Probabilistic forecasting of replication studies

PLOS ONE

Dear Mr. Pawel,

Thank you for submitting your manuscript to PLOS ONE. After careful consideration, we feel that it has merit but does not fully meet PLOS ONE’s publication criteria as it currently stands. Therefore, we invite you to submit a revised version of the manuscript that addresses the points raised during the review process.

After hearing from the two reviewers and reading your manuscript I feel that the paper should undergo a major revision. Specifically, you should try to address all the issues raised by the reviewers. One of the reviewers suggested a minor review, the feedback from that report as well as the feedback of the other reviewer rather suggest a major revision.
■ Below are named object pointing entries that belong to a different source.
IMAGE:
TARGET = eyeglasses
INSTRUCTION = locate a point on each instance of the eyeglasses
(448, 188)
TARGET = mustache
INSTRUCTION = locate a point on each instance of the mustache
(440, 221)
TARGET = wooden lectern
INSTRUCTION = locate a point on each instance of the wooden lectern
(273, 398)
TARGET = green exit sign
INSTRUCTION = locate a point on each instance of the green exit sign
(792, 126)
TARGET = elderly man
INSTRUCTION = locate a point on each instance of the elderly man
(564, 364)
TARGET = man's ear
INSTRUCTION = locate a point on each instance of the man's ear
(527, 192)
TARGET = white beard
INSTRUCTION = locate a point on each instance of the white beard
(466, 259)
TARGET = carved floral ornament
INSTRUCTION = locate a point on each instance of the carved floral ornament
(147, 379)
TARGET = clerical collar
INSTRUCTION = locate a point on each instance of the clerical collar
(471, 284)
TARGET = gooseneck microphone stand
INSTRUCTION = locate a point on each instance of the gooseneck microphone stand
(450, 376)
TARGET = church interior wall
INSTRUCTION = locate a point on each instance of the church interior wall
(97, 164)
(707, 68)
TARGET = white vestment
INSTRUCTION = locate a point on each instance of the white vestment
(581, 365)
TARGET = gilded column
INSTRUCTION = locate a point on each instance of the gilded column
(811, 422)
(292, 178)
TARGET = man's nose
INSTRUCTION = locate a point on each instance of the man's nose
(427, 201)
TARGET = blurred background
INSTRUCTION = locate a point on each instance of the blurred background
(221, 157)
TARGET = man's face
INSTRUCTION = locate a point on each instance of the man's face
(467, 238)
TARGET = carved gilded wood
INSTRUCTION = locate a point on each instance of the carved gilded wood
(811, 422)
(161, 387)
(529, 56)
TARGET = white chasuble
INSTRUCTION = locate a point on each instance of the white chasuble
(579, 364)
We would appreciate receiving your revised manuscript by Feb 27 2020 11:59PM. When you are ready to submit your revision, log on to https://www.editorialmanager.com/pone/ and select the 'Submissions Needing Revision' folder to locate your manuscript file.

If you would like to make changes to your financial disclosure, please include your updated statement in your cover letter.

To enhance the reproducibility of your results, we recommend that if applicable you deposit your laboratory protocols in protocols.io, where a protocol can be assigned its own identifier (DOI) such that it can be cited independently in the future. For instructions see: http://journals.plos.org/plosone/s/submission-guidelines#loc-laboratory-protocols

Please include the following items when submitting your revised manuscript:

  • A rebuttal letter that responds to each point raised by the academic editor and reviewer(s). This letter should be uploaded as separate file and labeled 'Response to Reviewers'.

  • A marked-up copy of your manuscript that highlights changes made to the original version. This file should be uploaded as separate file and labeled 'Revised Manuscript with Track Changes'.

  • An unmarked version of your revised paper without tracked changes. This file should be uploaded as separate file and labeled 'Manuscript'.

Please note while forming your response, if your article is accepted, you may have the opportunity to make the peer review history publicly available. The record will include editor decision letters (with reviews) and your responses to reviewer comments. If eligible, we will contact you to opt in or out.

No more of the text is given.